Your second reaction might be to beg the genius not to tell anyone, and they might even agree to it, but you can never trust that. There might come a day when they’re either drunk or going senile and will tell your story. And it will spread like wildfire. Your life will be ruined. You can’t live with that kind of time bomb.
So it might seem the only choice is to quietly slay the genius and bury the body at night under a 4” bur oak’s 400 pound root ball, top third of the basket removed after planting to meet both ISA and ANSI standards and to deter inquiring detectives from digging it, and the genius, back up. (By the way, should you go this route, liberally amend the hole with coffee grounds, cloves, and garlic. This is admittedly counter to ISA and ANSI specs, but It will throw off the cadaver dogs. You can also throw a dead fish in the weeds. This sometimes confuses the dogs, but always confuses the cops.)

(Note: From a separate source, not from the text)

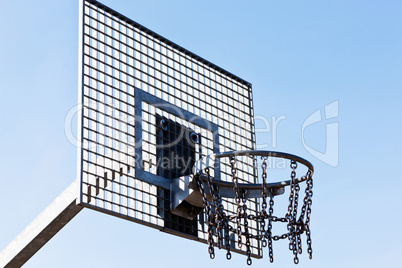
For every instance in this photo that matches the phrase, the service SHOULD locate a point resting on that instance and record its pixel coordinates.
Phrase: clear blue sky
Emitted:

But there is a better choice. For instance, you could say,“Well, obviously, it is Cornus florida, but which one?” Boom! Pulls you right out of the abyss and even creates the impression you sometimes dabble in identifying dogwood cultivars by some feature other than a strangle tag. A brilliant means of disguising an utter lack of brilliance. Even if the genius suspects the ruse, and they will, they won’t be able to pin anything certain on you, and at some level will even find themselves respecting the deception.
But, overall, my advice to you when you are deep behind the lines and among those who are smarter than you is to not talk. Or, at least not too much. Keep your ignorance close to your vest. Listen a lot, nod, smile, and say nothing you’re not absolutely sure of. In fact, not even that. Just don’t talk. And don’t drink. This will only start you talking. Worse, you likely won’t even remember loudly mixing up Chionanthus with Chimonanthus at the hotel bar, which will lead to awkward silences and terse nods the next day on the tour bus. If you’re lucky, a pitying friend will come by as you sit alone at the lunch break and explain what you did. It is at this point you’ll immediately know that forces beyond anyone’s control are already in motion destroying your career. Therefore, no talking. So not worth it! Just remember, keep your big, stupid mouth shut, sober, and preferably in the hotel room alone, eating the moon pies you bought at that store in the basement below a block down from the hotel.
Occasionally, you will find yourself the smartest person in the room—like when you’re giving talks to octogenarian garden clubs or an assembly of landscape architects. This is your chance to relax and have some fun. At least to some degree. Basically, you can babble everything you know, rattle off stuff you think you know, make loads of mistakes, and no one there will even know the difference. These are the good times, and probably what Paul Cappiello feels like every day. Once in a blue moon someone will find you afterwards and try to point out your mistakes, but you can blow them off and make a quick escape out the back.
Sometimes you’ll be out there living normal life among normal people and wondering when or when not to use the horticultural words you know. This happens plenty often, and it’s not always an easy call. Honest to God, I know most Latin names better than common ones, so trying to dumb it down for a traffic cop while sputtering that it was an amazing Oxydendron that was causing you to drive 30mph in the fast lane is just too hard. Literally took me twenty minutes of wracking my brain here to conjure sourwood from some darkened recess of my brain. Finding it during a traffic stop would only lead to a breathalyzer test, and I usually fail those. So, in such situations, if Latin is most likely to come natural, just go with it. But throwing around Latin names to impress the teenager selling you French fries is probably just showing off.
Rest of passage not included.